Let’s say I have a video of 10 frames and I want to train a CNN-LSTM model with a Resnet backbone for example. During training, do I use one identical Resnet to train on the 10 seperate frames, OR 10 different Resnet one for every frame ??
Notes:

let’s suppose that I will use weights of a Resnet trained on Imagenet as Initialization.
The reason im asking this question is because I implemented a paper on time-series where I saw that the model’s parameters were T times the feature extractor parameters.
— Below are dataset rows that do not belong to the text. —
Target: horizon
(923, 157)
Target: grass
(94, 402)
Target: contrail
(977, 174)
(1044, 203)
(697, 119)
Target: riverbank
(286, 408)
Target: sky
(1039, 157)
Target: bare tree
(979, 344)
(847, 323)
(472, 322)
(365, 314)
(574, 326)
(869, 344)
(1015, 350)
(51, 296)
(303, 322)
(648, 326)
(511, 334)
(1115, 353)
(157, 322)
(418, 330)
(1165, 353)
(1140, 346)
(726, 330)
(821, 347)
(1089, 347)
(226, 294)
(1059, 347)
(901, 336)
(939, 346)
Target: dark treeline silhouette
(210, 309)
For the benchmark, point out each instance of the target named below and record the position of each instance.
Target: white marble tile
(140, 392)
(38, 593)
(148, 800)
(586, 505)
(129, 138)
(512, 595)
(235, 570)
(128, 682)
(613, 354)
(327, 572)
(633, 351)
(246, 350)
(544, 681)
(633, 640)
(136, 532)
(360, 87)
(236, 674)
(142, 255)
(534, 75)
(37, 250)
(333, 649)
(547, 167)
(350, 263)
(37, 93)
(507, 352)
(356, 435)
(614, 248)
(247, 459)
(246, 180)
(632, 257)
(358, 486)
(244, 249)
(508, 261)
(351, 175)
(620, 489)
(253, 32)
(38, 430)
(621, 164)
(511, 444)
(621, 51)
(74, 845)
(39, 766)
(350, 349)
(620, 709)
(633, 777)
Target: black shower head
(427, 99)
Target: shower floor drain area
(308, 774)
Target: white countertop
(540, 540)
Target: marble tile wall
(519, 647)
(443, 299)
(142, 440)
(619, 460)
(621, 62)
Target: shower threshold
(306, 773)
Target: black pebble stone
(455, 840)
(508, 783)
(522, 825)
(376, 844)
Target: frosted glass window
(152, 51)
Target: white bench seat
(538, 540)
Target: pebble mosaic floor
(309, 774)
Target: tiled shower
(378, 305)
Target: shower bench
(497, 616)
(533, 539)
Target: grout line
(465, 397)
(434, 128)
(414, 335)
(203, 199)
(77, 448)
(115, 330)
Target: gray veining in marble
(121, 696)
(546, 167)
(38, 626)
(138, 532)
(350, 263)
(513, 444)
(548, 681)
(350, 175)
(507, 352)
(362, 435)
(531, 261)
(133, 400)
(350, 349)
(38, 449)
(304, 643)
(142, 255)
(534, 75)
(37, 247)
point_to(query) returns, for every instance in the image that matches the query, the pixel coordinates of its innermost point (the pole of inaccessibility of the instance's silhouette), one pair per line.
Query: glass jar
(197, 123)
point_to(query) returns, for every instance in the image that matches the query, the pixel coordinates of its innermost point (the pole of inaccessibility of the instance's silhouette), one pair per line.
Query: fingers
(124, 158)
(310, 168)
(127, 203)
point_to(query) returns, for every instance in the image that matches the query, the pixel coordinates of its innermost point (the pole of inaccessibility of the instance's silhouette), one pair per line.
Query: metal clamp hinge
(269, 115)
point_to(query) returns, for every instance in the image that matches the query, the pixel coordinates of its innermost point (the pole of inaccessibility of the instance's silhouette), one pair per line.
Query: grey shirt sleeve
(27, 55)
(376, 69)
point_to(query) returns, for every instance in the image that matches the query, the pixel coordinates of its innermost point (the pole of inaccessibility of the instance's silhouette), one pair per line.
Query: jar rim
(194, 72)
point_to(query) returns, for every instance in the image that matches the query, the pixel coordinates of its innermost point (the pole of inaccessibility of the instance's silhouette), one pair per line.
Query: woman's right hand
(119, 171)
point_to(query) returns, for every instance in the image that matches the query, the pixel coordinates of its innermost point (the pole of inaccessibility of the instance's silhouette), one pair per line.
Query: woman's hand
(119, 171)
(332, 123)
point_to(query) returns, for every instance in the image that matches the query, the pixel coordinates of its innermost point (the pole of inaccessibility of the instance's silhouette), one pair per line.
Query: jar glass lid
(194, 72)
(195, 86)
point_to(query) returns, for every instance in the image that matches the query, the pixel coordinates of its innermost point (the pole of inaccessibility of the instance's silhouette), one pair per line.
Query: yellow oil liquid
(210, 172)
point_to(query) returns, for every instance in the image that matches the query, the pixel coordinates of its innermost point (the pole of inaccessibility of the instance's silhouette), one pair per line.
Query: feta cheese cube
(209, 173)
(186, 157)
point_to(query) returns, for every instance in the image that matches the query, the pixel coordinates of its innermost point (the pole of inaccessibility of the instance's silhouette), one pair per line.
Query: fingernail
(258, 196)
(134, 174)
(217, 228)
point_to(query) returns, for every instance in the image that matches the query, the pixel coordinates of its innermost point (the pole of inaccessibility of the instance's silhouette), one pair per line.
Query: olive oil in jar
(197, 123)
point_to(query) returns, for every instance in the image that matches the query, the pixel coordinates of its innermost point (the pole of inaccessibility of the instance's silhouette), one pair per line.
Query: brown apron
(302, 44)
But then, I said if we want to use the, let’s say, Resnet as a fixed feature extractor we use a single one instead of T ones !

Thank you

111137 · August 26, 2019, 9:56am

Hi,

Identical ResNet
Then you can make instance like this;

resnet1 = model()
resnet2 = model()
resnet3 = model()

Multi-Model
Then you can make multiple different models;

resnet1 = model1()
resnet2 = model2()
resnet3 = model3()

IliasPap · August 26, 2019, 1:51pm

Hi, I don’t think it’s possible and correct to train multiple models , it won’t even fit in the gpu memory.
You must train a single model where you extract the features for each frame an pass them through the lstm

111137 · August 27, 2019, 5:17am

Let us see Encoder-Decoder model consisting of encoder model and decoder model in the code.

akashs · December 2, 2019, 4:44pm

As you want to extract visual features using the resnet(cnn) model, I think it will be better to keep only one resnet model. Because, using different resnet model for different frame doesn’t help to generalize the training process.